Why Your App Could Have Been a Webpage: A Hacker's Fix
Your 'App' Could Have Been a Webpage (so I fixed it for you)

I was annoyed when forced to install the Travelbound app just to view a simple itinerary. After reverse-engineering its network traffic, I discovered it was just serving HTML and JSON. I built a lightweight, ad-free webpage that offers better accessibility and features, proving that many native apps are unnecessary bloat.
"Software companies are happy to make their lives harder and more expensive in order to deliver HTML content to fewer people and with fewer features than if they just published directly to the Web."
HN discussion
- Hobbyist developers face prohibitive barriers on Apple's platform, such as the $99 developer fee required even for basic iCloud integration, forcing many to use Python with webview as a workaround.

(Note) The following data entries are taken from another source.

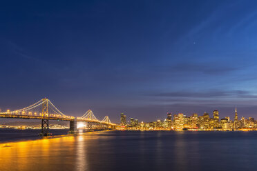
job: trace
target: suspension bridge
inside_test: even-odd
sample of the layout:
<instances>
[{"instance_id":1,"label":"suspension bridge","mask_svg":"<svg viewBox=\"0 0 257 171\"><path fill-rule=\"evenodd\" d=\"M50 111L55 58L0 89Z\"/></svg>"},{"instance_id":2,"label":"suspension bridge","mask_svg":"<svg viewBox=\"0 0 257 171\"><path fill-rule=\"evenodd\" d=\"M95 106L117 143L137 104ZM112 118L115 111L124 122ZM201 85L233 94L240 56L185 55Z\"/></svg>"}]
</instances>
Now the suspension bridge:
<instances>
[{"instance_id":1,"label":"suspension bridge","mask_svg":"<svg viewBox=\"0 0 257 171\"><path fill-rule=\"evenodd\" d=\"M87 123L88 130L115 129L116 124L111 122L108 116L103 120L98 120L88 110L81 117L75 117L63 114L48 99L43 99L26 108L5 112L0 112L0 118L41 119L41 132L40 135L48 136L49 133L49 120L70 121L69 132L77 132L77 122Z\"/></svg>"}]
</instances>

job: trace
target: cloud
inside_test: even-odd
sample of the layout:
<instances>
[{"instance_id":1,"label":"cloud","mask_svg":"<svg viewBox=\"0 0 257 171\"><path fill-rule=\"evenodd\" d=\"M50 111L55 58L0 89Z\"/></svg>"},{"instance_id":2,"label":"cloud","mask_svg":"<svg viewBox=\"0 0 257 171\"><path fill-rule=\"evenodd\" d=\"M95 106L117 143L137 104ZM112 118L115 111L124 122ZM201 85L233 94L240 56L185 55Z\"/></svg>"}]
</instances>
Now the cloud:
<instances>
[{"instance_id":1,"label":"cloud","mask_svg":"<svg viewBox=\"0 0 257 171\"><path fill-rule=\"evenodd\" d=\"M171 92L151 94L155 97L171 98L257 98L256 94L245 90L209 90L204 92Z\"/></svg>"},{"instance_id":2,"label":"cloud","mask_svg":"<svg viewBox=\"0 0 257 171\"><path fill-rule=\"evenodd\" d=\"M215 63L205 64L184 63L178 63L169 68L169 70L171 72L179 70L182 72L195 72L211 75L222 74L238 69L238 68L231 67L227 65L223 66Z\"/></svg>"}]
</instances>

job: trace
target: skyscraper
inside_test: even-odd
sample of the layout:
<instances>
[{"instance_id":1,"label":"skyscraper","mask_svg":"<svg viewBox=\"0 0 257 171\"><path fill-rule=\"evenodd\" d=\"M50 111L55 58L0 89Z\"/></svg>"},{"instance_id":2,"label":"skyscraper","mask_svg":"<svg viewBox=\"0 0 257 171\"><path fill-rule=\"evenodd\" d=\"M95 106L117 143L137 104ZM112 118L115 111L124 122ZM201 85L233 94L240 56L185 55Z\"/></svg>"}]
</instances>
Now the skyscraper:
<instances>
[{"instance_id":1,"label":"skyscraper","mask_svg":"<svg viewBox=\"0 0 257 171\"><path fill-rule=\"evenodd\" d=\"M213 119L216 120L219 120L218 111L217 110L213 110Z\"/></svg>"},{"instance_id":2,"label":"skyscraper","mask_svg":"<svg viewBox=\"0 0 257 171\"><path fill-rule=\"evenodd\" d=\"M171 112L167 113L167 120L171 120L171 121L172 116Z\"/></svg>"},{"instance_id":3,"label":"skyscraper","mask_svg":"<svg viewBox=\"0 0 257 171\"><path fill-rule=\"evenodd\" d=\"M166 122L167 122L168 129L171 129L172 127L172 115L171 112L167 113Z\"/></svg>"},{"instance_id":4,"label":"skyscraper","mask_svg":"<svg viewBox=\"0 0 257 171\"><path fill-rule=\"evenodd\" d=\"M124 113L120 114L120 125L124 126L126 125L126 115Z\"/></svg>"},{"instance_id":5,"label":"skyscraper","mask_svg":"<svg viewBox=\"0 0 257 171\"><path fill-rule=\"evenodd\" d=\"M236 112L235 112L235 120L234 121L238 121L238 112L236 112Z\"/></svg>"}]
</instances>

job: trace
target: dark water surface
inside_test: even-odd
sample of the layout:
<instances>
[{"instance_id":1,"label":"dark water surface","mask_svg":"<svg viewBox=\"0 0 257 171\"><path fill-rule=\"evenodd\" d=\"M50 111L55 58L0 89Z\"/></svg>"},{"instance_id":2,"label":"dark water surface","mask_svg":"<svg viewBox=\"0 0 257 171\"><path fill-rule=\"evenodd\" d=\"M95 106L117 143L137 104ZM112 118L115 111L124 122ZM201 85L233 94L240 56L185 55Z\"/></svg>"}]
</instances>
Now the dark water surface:
<instances>
[{"instance_id":1,"label":"dark water surface","mask_svg":"<svg viewBox=\"0 0 257 171\"><path fill-rule=\"evenodd\" d=\"M0 170L257 170L257 132L106 131L4 143Z\"/></svg>"}]
</instances>

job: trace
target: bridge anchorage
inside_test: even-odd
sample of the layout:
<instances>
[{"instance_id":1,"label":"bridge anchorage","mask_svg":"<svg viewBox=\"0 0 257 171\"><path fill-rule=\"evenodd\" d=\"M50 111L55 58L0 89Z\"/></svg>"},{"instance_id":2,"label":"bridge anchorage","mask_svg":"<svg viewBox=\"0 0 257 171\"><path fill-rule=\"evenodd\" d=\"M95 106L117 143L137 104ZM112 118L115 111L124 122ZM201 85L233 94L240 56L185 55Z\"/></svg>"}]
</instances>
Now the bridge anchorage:
<instances>
[{"instance_id":1,"label":"bridge anchorage","mask_svg":"<svg viewBox=\"0 0 257 171\"><path fill-rule=\"evenodd\" d=\"M49 121L70 121L70 130L68 133L77 132L77 122L86 122L88 130L115 129L116 125L112 123L108 116L102 121L99 121L88 110L82 117L68 116L60 112L48 99L43 99L37 103L26 108L14 110L8 110L6 112L0 112L0 118L9 119L41 119L41 129L39 136L50 136Z\"/></svg>"}]
</instances>

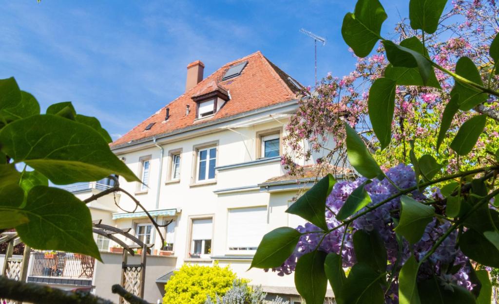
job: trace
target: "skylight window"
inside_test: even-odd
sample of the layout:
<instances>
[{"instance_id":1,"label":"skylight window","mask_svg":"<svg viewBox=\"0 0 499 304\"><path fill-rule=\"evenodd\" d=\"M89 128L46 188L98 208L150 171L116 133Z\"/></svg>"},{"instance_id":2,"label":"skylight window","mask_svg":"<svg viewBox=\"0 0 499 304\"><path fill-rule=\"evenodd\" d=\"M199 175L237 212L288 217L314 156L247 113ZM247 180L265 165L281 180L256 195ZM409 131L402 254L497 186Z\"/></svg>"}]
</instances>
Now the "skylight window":
<instances>
[{"instance_id":1,"label":"skylight window","mask_svg":"<svg viewBox=\"0 0 499 304\"><path fill-rule=\"evenodd\" d=\"M148 125L147 127L146 127L146 129L145 129L144 130L145 131L146 131L147 130L151 130L151 128L153 127L153 126L154 125L154 124L156 124L156 123L151 123L150 124L149 124L149 125Z\"/></svg>"},{"instance_id":2,"label":"skylight window","mask_svg":"<svg viewBox=\"0 0 499 304\"><path fill-rule=\"evenodd\" d=\"M226 80L229 78L239 76L241 75L241 72L243 72L243 69L245 68L245 67L246 67L246 65L248 64L248 61L245 61L244 62L242 62L237 65L231 67L231 68L227 70L227 71L225 72L225 75L224 75L224 77L222 79L222 80Z\"/></svg>"}]
</instances>

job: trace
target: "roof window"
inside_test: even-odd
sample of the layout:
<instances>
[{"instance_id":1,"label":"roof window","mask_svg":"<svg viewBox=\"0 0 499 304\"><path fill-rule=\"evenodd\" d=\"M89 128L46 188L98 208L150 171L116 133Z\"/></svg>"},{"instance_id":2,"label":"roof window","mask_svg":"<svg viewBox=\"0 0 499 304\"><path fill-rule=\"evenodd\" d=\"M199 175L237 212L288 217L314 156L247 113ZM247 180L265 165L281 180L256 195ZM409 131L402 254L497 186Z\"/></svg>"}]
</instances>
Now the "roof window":
<instances>
[{"instance_id":1,"label":"roof window","mask_svg":"<svg viewBox=\"0 0 499 304\"><path fill-rule=\"evenodd\" d=\"M246 67L246 65L248 64L248 61L245 61L244 62L242 62L237 65L231 67L228 70L227 70L227 71L225 72L225 75L224 75L222 80L226 80L229 78L239 76L241 75L241 72L243 72L243 69L245 68L245 67Z\"/></svg>"}]
</instances>

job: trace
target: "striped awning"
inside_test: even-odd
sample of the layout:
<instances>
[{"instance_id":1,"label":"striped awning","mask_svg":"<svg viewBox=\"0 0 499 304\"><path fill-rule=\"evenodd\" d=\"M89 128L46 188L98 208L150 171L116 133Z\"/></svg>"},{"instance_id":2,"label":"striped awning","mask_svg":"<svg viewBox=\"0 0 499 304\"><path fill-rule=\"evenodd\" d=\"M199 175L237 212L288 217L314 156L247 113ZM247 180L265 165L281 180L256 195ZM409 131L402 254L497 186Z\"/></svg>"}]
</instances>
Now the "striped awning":
<instances>
[{"instance_id":1,"label":"striped awning","mask_svg":"<svg viewBox=\"0 0 499 304\"><path fill-rule=\"evenodd\" d=\"M176 209L162 209L160 210L149 210L149 214L152 216L159 215L168 216L175 215L180 211ZM119 212L113 213L113 219L119 218L137 218L139 217L147 217L145 212Z\"/></svg>"}]
</instances>

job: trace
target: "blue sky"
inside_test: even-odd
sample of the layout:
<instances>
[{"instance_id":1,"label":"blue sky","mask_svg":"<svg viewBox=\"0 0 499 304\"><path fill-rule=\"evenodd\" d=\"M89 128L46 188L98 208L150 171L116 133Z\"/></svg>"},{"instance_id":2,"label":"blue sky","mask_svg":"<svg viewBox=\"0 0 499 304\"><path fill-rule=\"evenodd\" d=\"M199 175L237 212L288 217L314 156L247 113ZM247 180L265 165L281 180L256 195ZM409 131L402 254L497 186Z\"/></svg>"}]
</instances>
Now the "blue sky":
<instances>
[{"instance_id":1,"label":"blue sky","mask_svg":"<svg viewBox=\"0 0 499 304\"><path fill-rule=\"evenodd\" d=\"M408 14L401 0L381 0L386 35ZM176 1L3 0L0 78L14 76L42 110L70 101L116 139L182 94L187 65L208 75L259 50L304 85L314 82L313 44L303 27L325 37L318 77L342 76L355 60L341 37L353 0Z\"/></svg>"}]
</instances>

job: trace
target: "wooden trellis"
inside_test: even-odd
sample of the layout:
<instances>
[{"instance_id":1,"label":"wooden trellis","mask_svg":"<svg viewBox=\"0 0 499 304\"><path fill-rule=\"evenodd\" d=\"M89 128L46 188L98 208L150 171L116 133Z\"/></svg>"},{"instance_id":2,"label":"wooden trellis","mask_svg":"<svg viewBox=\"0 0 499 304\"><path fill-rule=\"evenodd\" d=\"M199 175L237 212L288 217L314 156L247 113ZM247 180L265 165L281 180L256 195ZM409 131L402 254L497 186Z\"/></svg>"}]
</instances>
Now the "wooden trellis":
<instances>
[{"instance_id":1,"label":"wooden trellis","mask_svg":"<svg viewBox=\"0 0 499 304\"><path fill-rule=\"evenodd\" d=\"M29 264L30 248L24 246L22 258L12 257L14 247L20 244L21 239L15 232L3 232L0 234L0 244L8 243L5 253L5 259L0 275L7 279L25 282ZM6 300L7 304L20 304L20 302Z\"/></svg>"}]
</instances>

- Native apps offer distinct advantages over web pages in memory efficiency, battery life, security through store review processes, and deeper integration with system features like Apple Shortcuts.

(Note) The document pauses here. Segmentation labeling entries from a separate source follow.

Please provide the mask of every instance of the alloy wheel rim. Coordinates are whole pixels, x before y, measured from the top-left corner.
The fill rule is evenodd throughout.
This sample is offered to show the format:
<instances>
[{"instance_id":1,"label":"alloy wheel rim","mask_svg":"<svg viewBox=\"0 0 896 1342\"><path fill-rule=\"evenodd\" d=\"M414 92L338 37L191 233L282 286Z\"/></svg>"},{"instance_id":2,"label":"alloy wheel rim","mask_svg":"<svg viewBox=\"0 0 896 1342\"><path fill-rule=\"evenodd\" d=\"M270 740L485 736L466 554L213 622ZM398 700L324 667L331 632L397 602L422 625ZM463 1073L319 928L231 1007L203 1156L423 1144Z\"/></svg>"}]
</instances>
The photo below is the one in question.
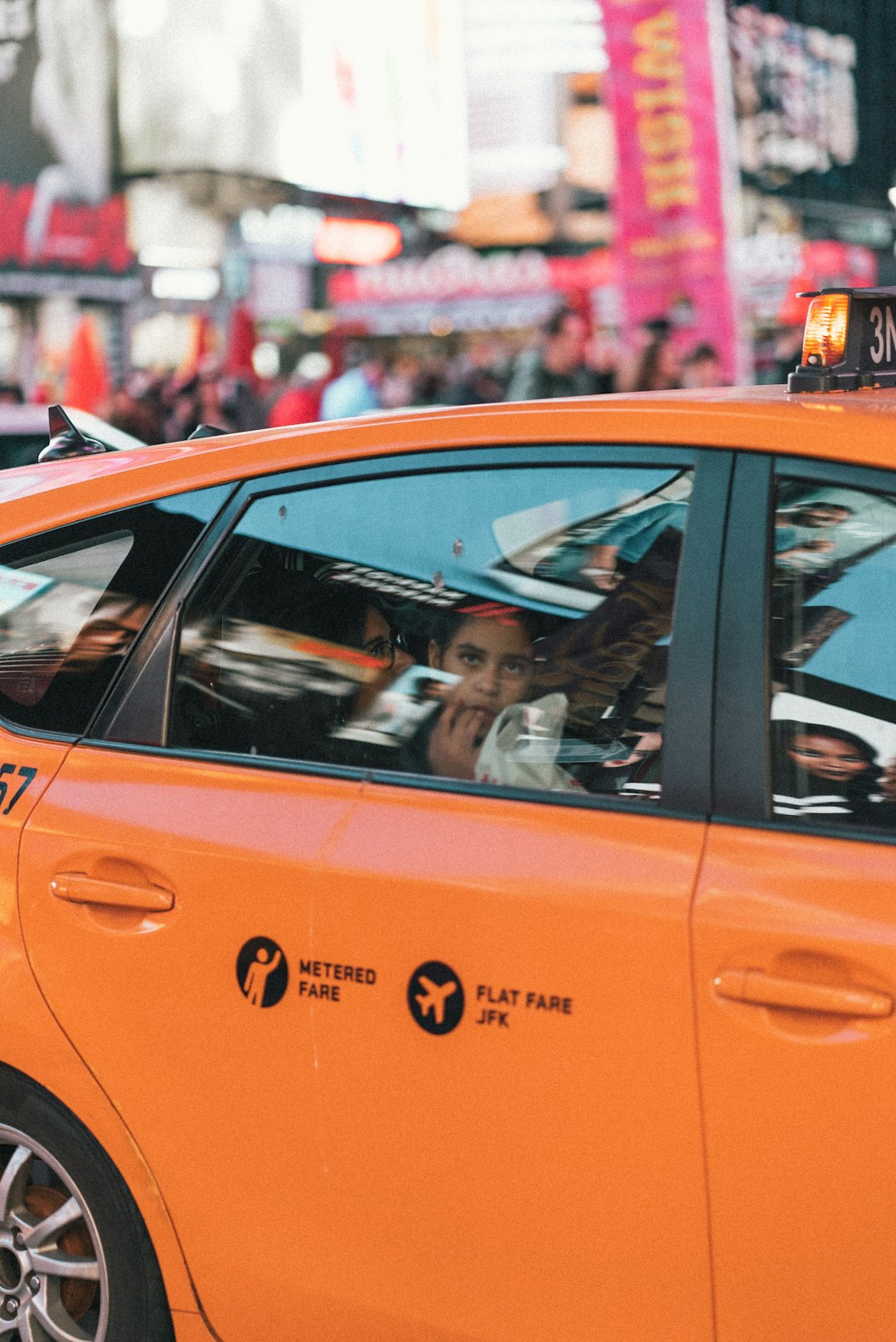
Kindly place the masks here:
<instances>
[{"instance_id":1,"label":"alloy wheel rim","mask_svg":"<svg viewBox=\"0 0 896 1342\"><path fill-rule=\"evenodd\" d=\"M105 1342L109 1272L64 1166L0 1123L0 1342Z\"/></svg>"}]
</instances>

- Web apps and PWAs suffer from unreliable local storage where browsers or OSes can wipe data, and they lack the perceived security of vetted native applications that cannot change arbitrarily with a reload.

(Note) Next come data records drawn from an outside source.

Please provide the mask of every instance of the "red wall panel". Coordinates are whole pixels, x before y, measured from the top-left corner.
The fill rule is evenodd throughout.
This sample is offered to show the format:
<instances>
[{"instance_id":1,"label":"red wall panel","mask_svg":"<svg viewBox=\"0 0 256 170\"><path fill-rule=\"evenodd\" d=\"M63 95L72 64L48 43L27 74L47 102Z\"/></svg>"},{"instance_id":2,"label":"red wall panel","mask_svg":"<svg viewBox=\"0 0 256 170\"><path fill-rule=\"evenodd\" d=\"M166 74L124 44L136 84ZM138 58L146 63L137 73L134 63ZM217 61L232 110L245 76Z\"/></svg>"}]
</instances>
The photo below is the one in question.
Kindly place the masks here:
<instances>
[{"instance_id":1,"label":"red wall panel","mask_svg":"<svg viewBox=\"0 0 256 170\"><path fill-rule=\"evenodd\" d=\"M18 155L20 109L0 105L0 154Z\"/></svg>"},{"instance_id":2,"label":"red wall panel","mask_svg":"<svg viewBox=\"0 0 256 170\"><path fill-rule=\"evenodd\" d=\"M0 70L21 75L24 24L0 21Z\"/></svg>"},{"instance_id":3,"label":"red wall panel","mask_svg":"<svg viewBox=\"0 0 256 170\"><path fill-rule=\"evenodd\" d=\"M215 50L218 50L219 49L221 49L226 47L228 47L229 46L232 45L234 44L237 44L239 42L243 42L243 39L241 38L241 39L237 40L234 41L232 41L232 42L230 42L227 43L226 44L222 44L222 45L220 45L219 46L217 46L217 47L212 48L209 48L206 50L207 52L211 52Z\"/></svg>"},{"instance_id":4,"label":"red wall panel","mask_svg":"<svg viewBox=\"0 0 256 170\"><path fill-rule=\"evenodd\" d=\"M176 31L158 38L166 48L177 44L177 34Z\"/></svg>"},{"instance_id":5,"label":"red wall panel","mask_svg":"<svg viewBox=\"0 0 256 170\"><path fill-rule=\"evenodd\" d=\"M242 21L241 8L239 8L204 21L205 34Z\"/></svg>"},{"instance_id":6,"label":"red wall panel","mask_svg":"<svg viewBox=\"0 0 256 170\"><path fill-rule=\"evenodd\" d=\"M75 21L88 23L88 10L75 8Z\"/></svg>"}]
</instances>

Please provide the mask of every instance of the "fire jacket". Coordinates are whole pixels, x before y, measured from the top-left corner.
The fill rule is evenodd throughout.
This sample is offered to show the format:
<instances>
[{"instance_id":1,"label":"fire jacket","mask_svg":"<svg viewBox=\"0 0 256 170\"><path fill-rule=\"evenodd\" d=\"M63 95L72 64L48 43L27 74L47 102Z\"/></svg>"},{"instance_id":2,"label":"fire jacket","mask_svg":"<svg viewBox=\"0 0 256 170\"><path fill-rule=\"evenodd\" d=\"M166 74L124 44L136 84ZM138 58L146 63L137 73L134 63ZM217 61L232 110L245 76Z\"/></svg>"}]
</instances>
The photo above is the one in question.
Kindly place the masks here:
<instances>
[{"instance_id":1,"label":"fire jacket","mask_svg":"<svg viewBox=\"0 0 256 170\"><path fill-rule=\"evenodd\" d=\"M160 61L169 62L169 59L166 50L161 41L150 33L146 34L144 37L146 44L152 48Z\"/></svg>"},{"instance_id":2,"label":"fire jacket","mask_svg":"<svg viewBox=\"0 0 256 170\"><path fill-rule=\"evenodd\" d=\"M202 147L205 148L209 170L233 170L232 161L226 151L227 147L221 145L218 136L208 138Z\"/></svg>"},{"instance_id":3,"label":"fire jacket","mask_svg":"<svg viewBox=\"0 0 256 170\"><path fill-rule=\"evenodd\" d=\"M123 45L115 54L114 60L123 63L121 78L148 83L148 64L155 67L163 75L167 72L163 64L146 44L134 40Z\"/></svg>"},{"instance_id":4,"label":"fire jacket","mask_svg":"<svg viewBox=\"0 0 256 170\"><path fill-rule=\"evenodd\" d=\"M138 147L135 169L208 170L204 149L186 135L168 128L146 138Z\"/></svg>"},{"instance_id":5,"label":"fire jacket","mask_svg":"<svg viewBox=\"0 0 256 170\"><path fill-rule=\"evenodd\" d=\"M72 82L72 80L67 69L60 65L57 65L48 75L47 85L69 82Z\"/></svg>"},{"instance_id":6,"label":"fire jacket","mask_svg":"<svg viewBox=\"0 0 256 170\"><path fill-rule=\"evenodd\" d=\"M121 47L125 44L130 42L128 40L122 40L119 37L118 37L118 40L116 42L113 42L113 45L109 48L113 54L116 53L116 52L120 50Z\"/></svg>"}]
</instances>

- The prevalence of native apps is driven less by technical necessity and more by marketing appeal, better distribution channels, and the desire to avoid the thankless, expensive burden of self-hosting.
- While many 'crapplets' could be web pages, the original iPhone vision of web-only apps failed because early web technologies lacked the performance and hardware access that users demanded, leading to the current native ecosystem.